Types of Classifiers

Common classifier patterns, including binary, multiclass, multilabel, hierarchical, open-set, and ordinal classifiers.

For the purposes of this guide, we won't cover every type of classifier - just the ones that are relevant to what we've seen in working with customers.

The first design choice is the shape of the output. Most classifier designs fall into a few common patterns:

Type Output Use when...
Binary One of two labels The decision is naturally yes/no, pass/fail, relevant/irrelevant, or otherwise reducible to two outcomes.
Multi-class Exactly one label from a fixed set The categories are mutually exclusive, and every input should map to one best answer.
Multi-label Any subset of labels from a fixed set Multiple labels can apply at once, such as user intents, content topics, risk flags, or product attributes.
Hierarchical One or more labels across levels of a taxonomy The decision has a natural parent-child structure, such as support category -> issue type -> root cause.
Open-set A known label, other, or a proposed new label The taxonomy is still evolving, or you expect meaningful inputs that do not fit the current label set.
Ordinal / scoring An ordered label, score band, or Likert-style rating The output has meaningful order, such as severity, quality, risk, urgency, or degree of fit.

Binary

The "hello world" of classification. Binary classifiers make one of two possible decisions. If the task can honestly be represented as a yes/no question, start here.

Use binary classifiers when the decision boundary is narrow and easy to reason about. Common label sets include:

  • true / false
  • pass / fail
  • relevant / irrelevant
  • should_escalate / should_not_escalate

Avoid binary classifiers when there is a meaningful third state. If a human expert would often say "unclear", "not enough information", or "partially", forcing the model into a binary label set will usually produce false certainty, or force the model into a decision when it's actually unsure.

Multiclass

Multiclass classifiers choose exactly one label from a closed set of possible labels. Often, this is the next step up from a binary classifier, or a way to extend a binary decision to include a third class.

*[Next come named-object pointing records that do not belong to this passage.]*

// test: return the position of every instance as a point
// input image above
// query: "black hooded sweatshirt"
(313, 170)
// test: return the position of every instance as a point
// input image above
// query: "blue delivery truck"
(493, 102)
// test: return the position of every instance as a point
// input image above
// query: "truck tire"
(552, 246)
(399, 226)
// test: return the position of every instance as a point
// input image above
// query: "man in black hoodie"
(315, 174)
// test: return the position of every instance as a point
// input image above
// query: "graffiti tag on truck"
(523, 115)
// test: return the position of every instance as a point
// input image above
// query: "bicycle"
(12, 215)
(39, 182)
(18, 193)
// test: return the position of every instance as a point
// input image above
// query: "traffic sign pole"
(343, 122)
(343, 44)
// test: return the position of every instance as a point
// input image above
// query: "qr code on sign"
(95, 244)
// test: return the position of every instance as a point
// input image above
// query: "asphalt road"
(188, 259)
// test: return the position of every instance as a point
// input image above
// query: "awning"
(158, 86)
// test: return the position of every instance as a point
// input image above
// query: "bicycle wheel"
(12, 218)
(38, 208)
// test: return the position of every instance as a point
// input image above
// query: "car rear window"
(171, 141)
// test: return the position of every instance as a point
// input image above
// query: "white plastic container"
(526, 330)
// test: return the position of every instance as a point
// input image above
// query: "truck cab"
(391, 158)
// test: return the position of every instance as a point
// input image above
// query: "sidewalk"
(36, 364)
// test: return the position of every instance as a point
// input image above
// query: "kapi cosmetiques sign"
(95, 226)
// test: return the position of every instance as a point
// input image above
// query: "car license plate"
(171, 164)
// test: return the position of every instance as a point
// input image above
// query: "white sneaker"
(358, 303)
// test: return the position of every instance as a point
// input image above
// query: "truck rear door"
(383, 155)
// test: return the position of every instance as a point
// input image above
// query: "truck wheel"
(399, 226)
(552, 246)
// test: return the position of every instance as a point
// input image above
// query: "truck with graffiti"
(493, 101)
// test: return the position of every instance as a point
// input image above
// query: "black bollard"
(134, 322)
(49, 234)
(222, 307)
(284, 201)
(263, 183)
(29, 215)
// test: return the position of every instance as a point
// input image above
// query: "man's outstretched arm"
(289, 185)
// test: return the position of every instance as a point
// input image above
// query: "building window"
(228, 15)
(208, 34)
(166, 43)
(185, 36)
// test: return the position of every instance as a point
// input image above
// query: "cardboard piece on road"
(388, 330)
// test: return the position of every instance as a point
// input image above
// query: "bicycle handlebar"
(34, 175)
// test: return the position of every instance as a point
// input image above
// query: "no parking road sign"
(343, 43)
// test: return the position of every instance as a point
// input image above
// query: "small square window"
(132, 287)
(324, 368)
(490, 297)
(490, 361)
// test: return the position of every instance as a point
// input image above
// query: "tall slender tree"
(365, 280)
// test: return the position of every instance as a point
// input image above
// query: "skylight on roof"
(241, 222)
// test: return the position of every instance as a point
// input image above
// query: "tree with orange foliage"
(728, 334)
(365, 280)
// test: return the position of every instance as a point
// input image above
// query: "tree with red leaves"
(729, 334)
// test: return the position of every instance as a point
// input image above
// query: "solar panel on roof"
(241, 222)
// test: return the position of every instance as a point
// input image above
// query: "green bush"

Use multiclass classifiers when the labels are mutually exclusive and each input should have one best answer. Some examples:

  • true, false, unclear
  • pass, fail, insufficient_evidence
  • billing_issue, technical_issue, account_issue, product_feedback

Avoid multiclass classifiers when labels can reasonably overlap. For example, a support ticket can be both a billing issue and a cancellation risk. Forcing one label may make downstream routing simpler, but it can erase information the business actually needs.

Multilabel

Multilabel classifiers choose any subset of labels from a closed set. They are best when one categorical choice will not sufficiently express the decision boundary.

Use multilabel classifiers for intent detection, topic tagging, risk tagging, product attributes, and other cases where multiple things can be true at once. An example label set might look like:

  • user_asked_follow_up_question
  • user_not_satisfied
  • user_submitted_claim
  • user_filed_case_report
  • user_requested_human_support_agent

Avoid multilabel classifiers when the label set is really a hierarchy or when one label should logically exclude another. In those cases, a multilabel task can produce combinations that look valid syntactically but do not make sense operationally.

Multilabel classifiers can also be harder to score precisely, since label coincidence is not truly independent. For example, one label may be more frequently chosen when another label is also chosen. This means aggregate accuracy is often less useful than per-label precision, recall, and review of common co-occurrences.

Hierarchical

Hierarchical classifiers assign labels across levels of a taxonomy. For example, a support classifier might assign billing -> refund -> duplicate_charge, rather than choosing only one flat category.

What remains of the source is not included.